Don't forget Rafe, this is only Sprints! they WERE building other models of Dolomite too! In much bigger numbers. And the Sprint was only ever a fairly limited edition, top of the range model, with a mere 21000+ cars built in 7 years. The numbers may be more than reversed now, with more surviving Sprints than all the other models combined, but it was not like that in production times.
Steve
Were they bothered about Sprint production much after they'd made the 5000 needed in 1973?

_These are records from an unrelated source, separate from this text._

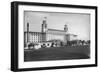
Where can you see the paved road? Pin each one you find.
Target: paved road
(54, 53)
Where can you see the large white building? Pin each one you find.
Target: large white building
(47, 34)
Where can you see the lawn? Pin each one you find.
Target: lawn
(57, 53)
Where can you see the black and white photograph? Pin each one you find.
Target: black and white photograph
(56, 36)
(53, 36)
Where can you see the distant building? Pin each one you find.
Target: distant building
(47, 34)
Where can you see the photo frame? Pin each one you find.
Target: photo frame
(36, 47)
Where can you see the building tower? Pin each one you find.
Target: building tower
(66, 29)
(27, 32)
(44, 25)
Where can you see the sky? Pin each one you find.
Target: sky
(78, 24)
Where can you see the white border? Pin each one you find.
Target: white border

I thought they only continued any because they could only race it for 4 years after production stopped (changed to 5 years in Appendix J 1975). Also, when the slant-four cost-reduction programme was cancelled with the first death of SD2, the O-series engine was getting all the development funding. They were going to put that in the TR7 till about 1980.
Graham
I don't know much about the O series development, but Sprints are a different thing! It was never a Homologation special, like the TR7 Sprint was and I rather fancy that the original Triumph plan for the slant motor was that it WOULD have replaced the venerable inline 6 in the T2000 and it's replacement, had not the SD1 come along (which was originally designated RT1)
The first 2000 (not 5000) Sprints, all in Mimosa yellow, were built prior to the model launch in June 73 and it was a kind of "put a toe in the water" experiment, to see if they would sell! When they did, production recommenced around August 73 and a range of colours and trim options became available. But the Sprint was ALWAYS a niche market, production hotrod, in the same fashion as the RS2000 Escort, Droop Snoot Firenza, HS Chevette etc and as such, never built or sold in large numbers. In a sense, it was the rally and race winning hook they used to catch customers for the lower output models.